Metals – China’s alumina market to move to a surplus next year

China’s alumina market is expected to move to a surplus of 520kt in 2023 following capacity expansions, compared to a deficit of 490kt this year, according to Antaike. Total alumina capacity is already around 98mt, and China needs only about 100mt over the long term to feed aluminum capacity. Strong Chinese alumina exports (mainly to Russia) are expected to ease as other nations such as India and Indonesia increase shipments. Meanwhile, around 70% of Chinese alumina producers are currently making losses due to surging raw materials costs (primarily coal).

Refined copper output in China rose 11% YoY to 953kt in October, according to the latest data from the National Bureau of Statistics (NBS). Zinc output rose 9.4% YoY to 595kt while lead production increased 7.2% YoY to 687kt last month.

The global zinc market remained in a deficit of 43kt in the first nine months of 2022, compared to a deficit of 101kt during the same period a year earlier, according to data from the International Lead and Zinc Study Group (ILZSG). Total refined production fell 2.4% YoY to 10.1mt, due to lower output in Europe, while total consumption declined 3% YoY to 10.2mt in Jan’22-Sep’22. As for lead, total production fell 1.6% YoY to 9.1mt, while consumption remained almost flat at 9.2mt in the first nine months of the year. The lead market reported a deficit of 52kt in Jan’22-Sep’22, compared to a surplus of 75kt during the same time last year.

Sinter plants in the Tangshan region in China (a major steel-making hub) are cutting production by 30% for 10 days starting from 15th November, according to reports from Mysteel, as low profits continue to discourage domestic steel mills from resuming their full capacity. The group’s latest survey showed that Jiangsu province-based steel plants are also expected to curb crude steel output over the coming days. Meanwhile, the latest data from China Iron & Steel Association (CISA) showed that steel inventories at major Chinese steel mills were up 1.5% in early November from late October.
 

Agriculture – Black Sea Grain deal renewed

Grains came under pressure yesterday after Russia agreed to renew the Black Sea grain deal, which will allow the export of Ukrainian agricultural products through Black Sea ports for another 120 days. There were no major changes made to the terms and conditions of the previous deal. While this will come as a relief, it probably is still worth pricing in some form of supply risk when it comes to Black Sea grains, given the risk that Russia could still pull out of the deal. The latest data from the UN shows that Ukraine has shipped over 11mt of wheat, corn, sunflower oil, and other goods from three ports located in the Odesa region since exports resumed in August.

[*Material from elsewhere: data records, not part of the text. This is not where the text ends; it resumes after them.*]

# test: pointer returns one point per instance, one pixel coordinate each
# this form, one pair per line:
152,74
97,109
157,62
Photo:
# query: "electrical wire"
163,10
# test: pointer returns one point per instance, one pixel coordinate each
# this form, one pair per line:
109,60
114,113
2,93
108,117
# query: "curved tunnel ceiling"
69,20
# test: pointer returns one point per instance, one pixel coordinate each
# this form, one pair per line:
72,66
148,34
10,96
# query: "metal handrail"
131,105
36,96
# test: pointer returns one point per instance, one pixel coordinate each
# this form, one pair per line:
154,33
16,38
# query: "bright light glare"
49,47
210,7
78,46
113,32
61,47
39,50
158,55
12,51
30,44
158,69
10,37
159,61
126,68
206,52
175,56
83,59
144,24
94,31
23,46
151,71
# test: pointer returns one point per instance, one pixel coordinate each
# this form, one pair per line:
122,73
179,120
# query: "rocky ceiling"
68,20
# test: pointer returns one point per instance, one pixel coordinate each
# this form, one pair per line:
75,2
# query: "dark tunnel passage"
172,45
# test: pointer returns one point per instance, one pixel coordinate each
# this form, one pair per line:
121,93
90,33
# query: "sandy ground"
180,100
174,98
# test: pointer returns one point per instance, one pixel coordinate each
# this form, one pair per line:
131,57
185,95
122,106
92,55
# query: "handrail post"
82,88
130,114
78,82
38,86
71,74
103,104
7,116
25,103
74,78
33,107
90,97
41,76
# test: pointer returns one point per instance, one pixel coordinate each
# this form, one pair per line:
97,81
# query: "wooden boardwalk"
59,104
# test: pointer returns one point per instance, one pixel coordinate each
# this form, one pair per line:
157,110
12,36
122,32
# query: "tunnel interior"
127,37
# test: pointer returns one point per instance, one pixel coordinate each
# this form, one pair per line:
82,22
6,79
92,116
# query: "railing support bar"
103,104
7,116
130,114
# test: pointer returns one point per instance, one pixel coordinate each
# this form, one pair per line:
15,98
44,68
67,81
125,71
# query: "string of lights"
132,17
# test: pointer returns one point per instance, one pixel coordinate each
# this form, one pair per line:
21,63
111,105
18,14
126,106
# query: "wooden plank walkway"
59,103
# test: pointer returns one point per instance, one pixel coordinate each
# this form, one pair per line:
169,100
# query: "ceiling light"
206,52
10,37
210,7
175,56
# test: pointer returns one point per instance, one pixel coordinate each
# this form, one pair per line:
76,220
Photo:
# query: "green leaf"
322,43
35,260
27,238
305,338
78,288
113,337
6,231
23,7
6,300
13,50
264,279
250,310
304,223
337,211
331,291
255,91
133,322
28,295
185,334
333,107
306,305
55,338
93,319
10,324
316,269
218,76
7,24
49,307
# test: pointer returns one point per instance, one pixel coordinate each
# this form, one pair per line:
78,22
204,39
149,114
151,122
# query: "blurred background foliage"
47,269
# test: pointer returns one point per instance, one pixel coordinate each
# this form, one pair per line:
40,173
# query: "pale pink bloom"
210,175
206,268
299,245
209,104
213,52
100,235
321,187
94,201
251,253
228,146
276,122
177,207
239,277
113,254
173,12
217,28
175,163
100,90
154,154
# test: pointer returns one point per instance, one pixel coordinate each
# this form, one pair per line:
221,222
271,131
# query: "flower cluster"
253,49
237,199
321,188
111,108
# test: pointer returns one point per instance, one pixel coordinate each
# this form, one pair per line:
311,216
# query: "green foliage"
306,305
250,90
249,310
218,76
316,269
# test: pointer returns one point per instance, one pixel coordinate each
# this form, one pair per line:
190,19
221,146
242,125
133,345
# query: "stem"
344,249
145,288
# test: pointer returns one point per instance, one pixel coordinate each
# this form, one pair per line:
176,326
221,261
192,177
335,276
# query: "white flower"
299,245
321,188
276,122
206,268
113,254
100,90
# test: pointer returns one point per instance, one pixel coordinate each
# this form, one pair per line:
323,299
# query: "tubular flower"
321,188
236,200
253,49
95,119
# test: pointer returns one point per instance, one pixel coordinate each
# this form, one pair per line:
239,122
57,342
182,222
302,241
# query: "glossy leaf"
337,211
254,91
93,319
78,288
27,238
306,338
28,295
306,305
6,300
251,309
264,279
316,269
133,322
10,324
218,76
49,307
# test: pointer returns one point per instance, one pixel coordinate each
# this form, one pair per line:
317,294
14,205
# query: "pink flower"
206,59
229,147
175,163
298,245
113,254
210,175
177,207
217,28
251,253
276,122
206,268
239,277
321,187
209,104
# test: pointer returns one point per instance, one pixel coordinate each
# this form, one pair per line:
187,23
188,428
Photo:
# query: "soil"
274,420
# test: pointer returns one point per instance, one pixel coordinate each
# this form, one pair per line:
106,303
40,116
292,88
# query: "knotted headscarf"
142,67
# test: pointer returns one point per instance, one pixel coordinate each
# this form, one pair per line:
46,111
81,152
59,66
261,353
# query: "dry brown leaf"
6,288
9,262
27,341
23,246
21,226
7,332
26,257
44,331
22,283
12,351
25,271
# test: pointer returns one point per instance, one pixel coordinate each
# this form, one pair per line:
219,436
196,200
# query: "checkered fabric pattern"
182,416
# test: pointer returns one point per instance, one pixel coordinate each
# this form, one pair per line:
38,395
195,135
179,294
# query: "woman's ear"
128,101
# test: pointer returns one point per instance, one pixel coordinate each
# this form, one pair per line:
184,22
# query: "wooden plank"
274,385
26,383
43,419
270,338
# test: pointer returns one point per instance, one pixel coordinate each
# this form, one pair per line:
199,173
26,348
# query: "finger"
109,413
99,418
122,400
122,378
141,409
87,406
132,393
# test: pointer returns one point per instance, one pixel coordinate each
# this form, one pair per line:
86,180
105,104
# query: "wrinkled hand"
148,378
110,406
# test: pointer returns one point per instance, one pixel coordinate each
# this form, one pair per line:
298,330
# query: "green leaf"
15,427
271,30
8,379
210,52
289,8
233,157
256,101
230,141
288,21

According to the International Sugar Mills Association (ISMA), India has entered contracts for the export of around 3.5mt of sugar so far for the 2022-23 season. Exports in October totaled around 0.2mt, below the 0.4mt shipped over the same period last year. ISMA also reported that mills have produced 2mt of sugar through until 15 November for the season that started 1 October, slightly lower than the 2.1mt produced over the same period last year. Lower production appears to be due to a number of mills in the West starting operations later this season.